Won His Oscar as Director of ‘Ghandi’
| By Todd Cunningham, TheWrap.com August 24, 2014 @ 2:18 pm
The English producer, director and actor’s career spanned six decades and his films brought social issues to light
English actor, director and producer Richard Attenborough, whose powerful movies including “Gandhi” brought awareness of subjects like war, pacifism and apartheid to millions, has died. He was 90.
Attenborough died at lunchtime Sunday, his son told BBC News. He had been in a nursing home with his wife for a number of years, after suffering a serious fall six years ago.
After spending several decades working as a character actor, Attenborough gained worldwide recognition 1982 when he won an Oscar as best director for his passion project, the film “Gandhi,” which he also produced. In all, this detailing of the life of India’s great spiritual leader won eight Academy Awards, including best picture and best actor for Ben Kingsley.
Five years later, his epic “Cry Freedom” told the story of black leader Steve Biko – played byDenzel Washington — and provided a profound insight into the conditions in South Africa at the height of apartheid.
He also directed “Oh What a Lovely War,” “Young Winston,” “A Bridge Too Far,” “A Chorus Line,” “Chaplain” and “Shadowlands.”

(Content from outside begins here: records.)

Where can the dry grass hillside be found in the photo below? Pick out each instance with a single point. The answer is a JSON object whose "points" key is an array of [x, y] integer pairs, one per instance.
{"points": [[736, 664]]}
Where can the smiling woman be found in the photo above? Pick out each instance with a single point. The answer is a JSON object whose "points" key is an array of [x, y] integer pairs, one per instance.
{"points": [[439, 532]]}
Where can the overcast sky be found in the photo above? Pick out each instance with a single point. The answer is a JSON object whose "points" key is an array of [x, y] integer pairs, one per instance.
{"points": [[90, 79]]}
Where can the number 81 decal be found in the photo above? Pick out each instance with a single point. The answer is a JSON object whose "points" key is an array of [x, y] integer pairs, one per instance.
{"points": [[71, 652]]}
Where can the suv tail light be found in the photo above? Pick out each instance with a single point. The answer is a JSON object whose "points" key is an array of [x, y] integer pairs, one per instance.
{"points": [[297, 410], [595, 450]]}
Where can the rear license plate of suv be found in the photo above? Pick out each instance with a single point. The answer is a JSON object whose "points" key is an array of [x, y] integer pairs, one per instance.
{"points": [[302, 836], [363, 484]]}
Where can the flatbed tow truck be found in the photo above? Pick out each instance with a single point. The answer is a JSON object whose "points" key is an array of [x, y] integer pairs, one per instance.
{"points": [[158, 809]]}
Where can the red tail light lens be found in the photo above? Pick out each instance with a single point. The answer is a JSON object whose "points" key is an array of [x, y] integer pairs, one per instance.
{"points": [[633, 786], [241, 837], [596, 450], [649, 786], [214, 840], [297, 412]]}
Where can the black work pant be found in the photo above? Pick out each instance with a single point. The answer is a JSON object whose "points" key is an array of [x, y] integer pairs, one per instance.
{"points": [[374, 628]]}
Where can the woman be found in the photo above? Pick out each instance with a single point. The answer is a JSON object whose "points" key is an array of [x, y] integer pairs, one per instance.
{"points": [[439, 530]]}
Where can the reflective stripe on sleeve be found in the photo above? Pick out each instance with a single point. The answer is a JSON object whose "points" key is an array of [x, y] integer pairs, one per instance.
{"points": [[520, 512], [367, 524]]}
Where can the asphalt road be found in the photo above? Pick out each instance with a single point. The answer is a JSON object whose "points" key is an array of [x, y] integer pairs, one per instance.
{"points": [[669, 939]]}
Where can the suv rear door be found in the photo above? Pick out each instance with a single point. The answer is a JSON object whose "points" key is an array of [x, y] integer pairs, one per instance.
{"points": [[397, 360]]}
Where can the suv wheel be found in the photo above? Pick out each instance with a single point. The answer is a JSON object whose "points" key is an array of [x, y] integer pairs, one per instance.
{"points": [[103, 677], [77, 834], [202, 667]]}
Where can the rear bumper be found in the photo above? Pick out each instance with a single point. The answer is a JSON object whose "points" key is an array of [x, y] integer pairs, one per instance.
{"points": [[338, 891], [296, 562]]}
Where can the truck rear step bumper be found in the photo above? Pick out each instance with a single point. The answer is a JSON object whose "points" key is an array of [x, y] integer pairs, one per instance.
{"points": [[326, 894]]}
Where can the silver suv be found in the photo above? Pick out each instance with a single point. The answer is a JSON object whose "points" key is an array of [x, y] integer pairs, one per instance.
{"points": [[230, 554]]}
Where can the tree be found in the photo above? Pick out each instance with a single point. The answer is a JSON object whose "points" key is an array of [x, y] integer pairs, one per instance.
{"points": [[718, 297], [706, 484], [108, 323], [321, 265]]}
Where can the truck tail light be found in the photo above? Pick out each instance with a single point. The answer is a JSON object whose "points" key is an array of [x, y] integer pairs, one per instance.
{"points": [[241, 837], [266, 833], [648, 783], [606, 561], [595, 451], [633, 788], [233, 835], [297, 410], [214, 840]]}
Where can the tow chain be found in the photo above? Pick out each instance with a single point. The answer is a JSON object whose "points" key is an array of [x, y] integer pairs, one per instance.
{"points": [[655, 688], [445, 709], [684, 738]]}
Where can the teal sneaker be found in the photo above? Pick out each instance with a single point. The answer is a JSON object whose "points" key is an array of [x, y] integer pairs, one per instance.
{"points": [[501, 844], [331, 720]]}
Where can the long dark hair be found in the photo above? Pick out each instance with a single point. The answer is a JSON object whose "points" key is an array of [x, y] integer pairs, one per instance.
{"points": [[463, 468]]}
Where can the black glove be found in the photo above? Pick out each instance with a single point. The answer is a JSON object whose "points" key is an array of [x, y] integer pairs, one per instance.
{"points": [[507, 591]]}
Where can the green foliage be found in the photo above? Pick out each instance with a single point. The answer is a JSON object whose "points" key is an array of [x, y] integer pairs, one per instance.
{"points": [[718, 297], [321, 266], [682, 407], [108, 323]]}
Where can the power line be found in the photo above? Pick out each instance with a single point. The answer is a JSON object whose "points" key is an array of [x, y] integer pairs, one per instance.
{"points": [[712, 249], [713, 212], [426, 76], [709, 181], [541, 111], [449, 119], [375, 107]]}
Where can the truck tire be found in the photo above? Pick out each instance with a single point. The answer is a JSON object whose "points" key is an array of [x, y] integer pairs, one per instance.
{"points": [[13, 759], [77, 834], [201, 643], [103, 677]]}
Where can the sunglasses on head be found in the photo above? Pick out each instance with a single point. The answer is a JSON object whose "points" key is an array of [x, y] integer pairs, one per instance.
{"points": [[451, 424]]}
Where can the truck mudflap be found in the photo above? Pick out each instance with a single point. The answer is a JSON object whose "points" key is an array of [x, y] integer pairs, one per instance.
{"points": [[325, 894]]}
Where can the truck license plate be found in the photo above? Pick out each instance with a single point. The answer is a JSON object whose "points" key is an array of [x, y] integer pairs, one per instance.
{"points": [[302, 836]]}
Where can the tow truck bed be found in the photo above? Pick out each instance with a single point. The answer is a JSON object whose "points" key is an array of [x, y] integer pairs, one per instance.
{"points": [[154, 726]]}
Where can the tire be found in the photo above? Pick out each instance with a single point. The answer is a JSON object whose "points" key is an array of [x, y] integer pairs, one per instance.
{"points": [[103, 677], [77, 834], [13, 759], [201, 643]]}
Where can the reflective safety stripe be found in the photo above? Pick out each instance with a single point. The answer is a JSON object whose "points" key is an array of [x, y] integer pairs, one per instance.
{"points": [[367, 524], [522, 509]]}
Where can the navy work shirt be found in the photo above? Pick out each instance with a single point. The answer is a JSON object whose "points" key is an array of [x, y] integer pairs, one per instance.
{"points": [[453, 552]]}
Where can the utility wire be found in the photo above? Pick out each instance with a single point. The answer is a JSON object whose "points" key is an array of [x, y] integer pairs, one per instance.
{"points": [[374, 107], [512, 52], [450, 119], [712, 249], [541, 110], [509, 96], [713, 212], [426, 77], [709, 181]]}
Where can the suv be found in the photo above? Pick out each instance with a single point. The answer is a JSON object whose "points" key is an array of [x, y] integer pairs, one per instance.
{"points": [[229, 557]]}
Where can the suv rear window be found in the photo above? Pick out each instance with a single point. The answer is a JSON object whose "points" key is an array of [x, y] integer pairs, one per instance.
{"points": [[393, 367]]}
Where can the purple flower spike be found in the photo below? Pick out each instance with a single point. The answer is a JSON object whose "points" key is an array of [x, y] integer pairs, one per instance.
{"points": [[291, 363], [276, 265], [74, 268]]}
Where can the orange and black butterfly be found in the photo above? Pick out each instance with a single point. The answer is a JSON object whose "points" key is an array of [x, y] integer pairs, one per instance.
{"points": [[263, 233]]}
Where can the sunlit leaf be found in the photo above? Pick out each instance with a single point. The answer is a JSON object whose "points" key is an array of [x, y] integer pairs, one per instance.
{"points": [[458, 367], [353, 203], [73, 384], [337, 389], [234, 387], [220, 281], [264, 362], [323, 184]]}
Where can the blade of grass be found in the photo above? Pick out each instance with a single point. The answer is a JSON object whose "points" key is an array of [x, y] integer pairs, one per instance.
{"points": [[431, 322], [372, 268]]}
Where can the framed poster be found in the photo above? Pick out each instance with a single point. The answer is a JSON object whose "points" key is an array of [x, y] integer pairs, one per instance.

As an actor, he is known for supporting roles in “The Sand Pebbles” and “Dr. Dolittle,” for which he earned back-to-back Golden Globes. He put his acting career on hold while focusing on directing, but returned to play eccentric developer John Hammond in Steven Spielberg 1993 blockbuster “Jurassic Park.” The following year he starred as Kris Kringle in 1994’s “Miracle on 34th Street,” a remake of the 1947 classic.